Some of the components found along with the pictures are shown below. These components may not be relevant to us, but it will give a small idea of various components which are present on a board.
- NanyaNT5TU32M16DG-AC – 512 Mb DDR2 SDRAM
- CMOS SERIAL FLASH
- IR LED
- LS 3N SS14 – Schottky Rectifier
- RTL 8188ER – SINGLE-CHIP IEEE 802_11bgn 1T1R WLAN
- TPS65251 – 4V to 18V Input High-Current Synchronous Step_Down Three Buck Switcher with Integrated FET
Above mentioned components were identified. The best way to learn about these components is to google search the letters or numbers printed on them simply. This will describe a component and what it does.
Gaining a shell via UART – Now the task is to gain a shell via UART.

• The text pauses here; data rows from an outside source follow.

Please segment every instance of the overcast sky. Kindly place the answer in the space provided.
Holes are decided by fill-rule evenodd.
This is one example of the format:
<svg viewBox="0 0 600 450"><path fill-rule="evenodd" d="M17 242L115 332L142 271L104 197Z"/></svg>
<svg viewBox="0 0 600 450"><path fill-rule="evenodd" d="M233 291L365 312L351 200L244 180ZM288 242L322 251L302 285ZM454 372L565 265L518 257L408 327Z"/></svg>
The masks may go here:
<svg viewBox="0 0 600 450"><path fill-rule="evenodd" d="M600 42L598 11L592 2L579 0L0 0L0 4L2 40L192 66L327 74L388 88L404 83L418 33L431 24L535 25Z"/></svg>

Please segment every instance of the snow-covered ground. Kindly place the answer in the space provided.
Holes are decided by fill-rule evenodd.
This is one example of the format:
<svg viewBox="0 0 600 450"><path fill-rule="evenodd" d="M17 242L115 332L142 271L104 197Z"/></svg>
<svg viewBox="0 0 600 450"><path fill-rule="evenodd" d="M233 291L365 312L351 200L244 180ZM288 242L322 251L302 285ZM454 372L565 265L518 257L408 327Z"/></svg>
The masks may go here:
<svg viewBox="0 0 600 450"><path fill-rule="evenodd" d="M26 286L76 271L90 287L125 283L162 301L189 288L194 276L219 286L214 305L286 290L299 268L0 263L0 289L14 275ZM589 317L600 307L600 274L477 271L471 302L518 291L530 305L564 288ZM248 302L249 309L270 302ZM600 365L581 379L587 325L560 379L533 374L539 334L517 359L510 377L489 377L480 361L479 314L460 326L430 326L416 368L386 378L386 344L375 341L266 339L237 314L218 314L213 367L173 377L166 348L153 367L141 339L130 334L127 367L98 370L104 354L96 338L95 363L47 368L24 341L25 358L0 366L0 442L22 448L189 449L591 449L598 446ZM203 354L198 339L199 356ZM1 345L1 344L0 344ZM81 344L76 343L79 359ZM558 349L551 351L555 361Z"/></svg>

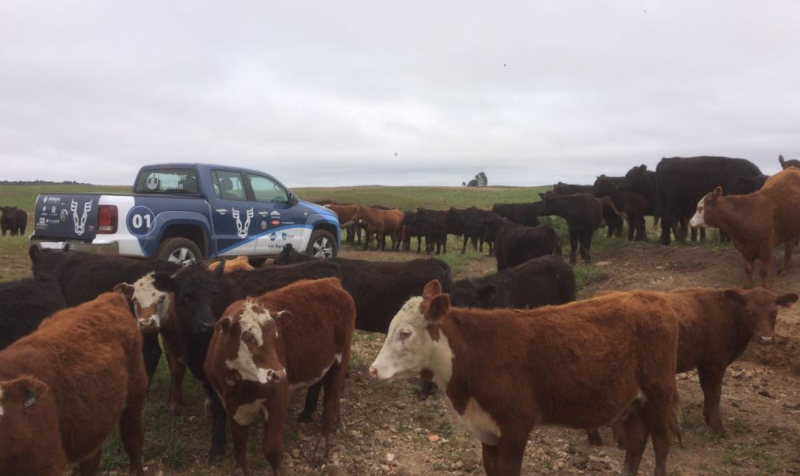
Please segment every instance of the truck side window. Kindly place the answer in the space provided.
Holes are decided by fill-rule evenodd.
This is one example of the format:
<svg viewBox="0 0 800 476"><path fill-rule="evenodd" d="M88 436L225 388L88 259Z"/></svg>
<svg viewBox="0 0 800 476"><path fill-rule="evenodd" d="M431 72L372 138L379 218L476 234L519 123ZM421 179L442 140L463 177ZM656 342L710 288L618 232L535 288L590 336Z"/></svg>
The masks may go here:
<svg viewBox="0 0 800 476"><path fill-rule="evenodd" d="M239 172L229 172L227 170L215 170L214 175L214 194L222 200L241 200L246 199L242 174Z"/></svg>
<svg viewBox="0 0 800 476"><path fill-rule="evenodd" d="M257 202L289 203L286 189L263 175L247 174Z"/></svg>

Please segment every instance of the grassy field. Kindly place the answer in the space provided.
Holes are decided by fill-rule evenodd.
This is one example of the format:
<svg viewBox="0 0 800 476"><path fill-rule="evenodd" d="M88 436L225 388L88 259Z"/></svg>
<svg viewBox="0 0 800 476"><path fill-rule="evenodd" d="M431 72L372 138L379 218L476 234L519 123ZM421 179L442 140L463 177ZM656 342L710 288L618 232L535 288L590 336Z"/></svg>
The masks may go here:
<svg viewBox="0 0 800 476"><path fill-rule="evenodd" d="M0 185L0 207L17 207L30 212L40 193L127 193L130 186L115 185Z"/></svg>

The procedure for gaining the shell is as below –
On opening the camera, I found a UART interface present on it along with the components mentioned above.
Using a multimeter, I identified all the 4 pins –Vcc, Rx, Tx, and Gnd. Once they were identified using USB-TTL and appropriate wires, I connected the camera to my laptop as shown below –
Connection Description –
- GND of the camera was connected to GND of USB-TTL.
- Rx of the camera was connected to Tx of USB-TTL.
- Tx of the camera was connected to Rx of USB-TTL.
I must identify the USB device name. By running the following command – ls /dev/tty* the device was identified as ttyUSB0 by the laptop.
Mobile Device Penetration Testing
Once the device was identified, I ran baud rate.py script for identifying the baud rate. The screenshot of which is shown below –
The baud rate was identified as 38400 as shown below –
After the baud rate was identified, it’s time to run the camera and monitor all the communication which happens when the device boots up.
I turned on the camera using the above connection and ran minicom on my laptop. I gave 38400 as baud rate value to minicom. Once everything was set, I started the camera, and everything was being read in plain text. It shows our baud rate value is correct.
I booted the device 2-3 times but did not get any shell via UART. Tried pressing other keys like shift, Ctrl but all went in vain. After pressing “enter key” continuously while the device was booting up, finally, I got a shell on the camera as shown below –
Once we have the shell access of the camera, we can run any command and skim through all the files present on the file system of the camera.